Price of a Stamp The table lists the price P of a
first-class postage stamp for selected year’s t.
t 1963 1975 1987 2002 2007
p $.05 $.13 $.25 $.37 $.41
(a) Find the slope of each line segment connecting consecutive data points in the table. Can these data be modeled with a line? Explain.

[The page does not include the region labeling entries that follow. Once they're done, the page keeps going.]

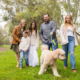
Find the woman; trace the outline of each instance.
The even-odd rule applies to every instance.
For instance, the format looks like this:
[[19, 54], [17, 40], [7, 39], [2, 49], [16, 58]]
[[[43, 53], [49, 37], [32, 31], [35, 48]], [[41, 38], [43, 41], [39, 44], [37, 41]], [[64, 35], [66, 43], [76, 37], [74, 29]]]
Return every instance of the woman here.
[[17, 66], [19, 67], [19, 43], [21, 42], [21, 38], [23, 36], [23, 31], [26, 30], [26, 20], [21, 20], [21, 23], [19, 26], [16, 26], [13, 29], [12, 32], [12, 45], [11, 45], [11, 49], [15, 52], [15, 56], [16, 56], [16, 60], [17, 60]]
[[68, 60], [68, 51], [70, 55], [70, 62], [72, 66], [72, 71], [76, 72], [75, 69], [75, 55], [74, 55], [74, 48], [78, 45], [77, 39], [76, 39], [76, 29], [72, 22], [72, 16], [70, 14], [67, 14], [64, 20], [64, 23], [60, 27], [60, 33], [61, 33], [61, 40], [62, 40], [62, 47], [65, 51], [65, 57], [64, 60], [64, 68], [67, 68], [67, 60]]
[[31, 45], [29, 49], [29, 66], [35, 67], [39, 65], [39, 59], [37, 54], [37, 49], [39, 48], [39, 35], [37, 32], [36, 22], [32, 22], [30, 25], [31, 33]]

(b) Does the polynomial 0.835t – 1635 model the
data in the table exactly? Explain
Your going to have to have a graphing calculator its not solvable without it
(a) To find the slope of each line segment connecting consecutive data points in the table, we can use the formula for the slope of a line passing through two points. The formula is:
Slope = (y2 - y1) / (x2 - x1)
Let's apply this formula to find the slopes between each pair of consecutive points in the table:
For 1963-1975:
Slope = ($0.13 - $0.05) / (1975 - 1963) = $0.08 / 12 = $0.0067
For 1975-1987:
Slope = ($0.25 - $0.13) / (1987 - 1975) = $0.12 / 12 = $0.01
For 1987-2002:
Slope = ($0.37 - $0.25) / (2002 - 1987) = $0.12 / 15 = $0.008
For 2002-2007:
Slope = ($0.41 - $0.37) / (2007 - 2002) = $0.04 / 5 = $0.008
Now, let's analyze if these data points can be modeled with a line. If the slopes between each pair of consecutive points are approximately equal, then a linear model could be a good fit for the data.
Comparing the slopes, we see that the slopes for the line segments connecting consecutive data points are not exactly equal. This suggests that the data points cannot be modeled perfectly by a single straight line.
(b) To determine if the polynomial 0.835t - 1635 exactly models the data in the table, we need to check if the values of P calculated using this polynomial expression match the actual values in the table.
Let's calculate the values of P for each year using the given expression P = 0.835t - 1635:
For 1963: P = 0.835 * 1963 - 1635 ≈ $0.12
For 1975: P = 0.835 * 1975 - 1635 ≈ $0.50
For 1987: P = 0.835 * 1987 - 1635 ≈ $0.89
For 2002: P = 0.835 * 2002 - 1635 ≈ $1.61
For 2007: P = 0.835 * 2007 - 1635 ≈ $1.89
As we can see, the values calculated using the given polynomial expression do not exactly match the actual values in the table. Therefore, the polynomial 0.835t - 1635 does not model the data in the table exactly.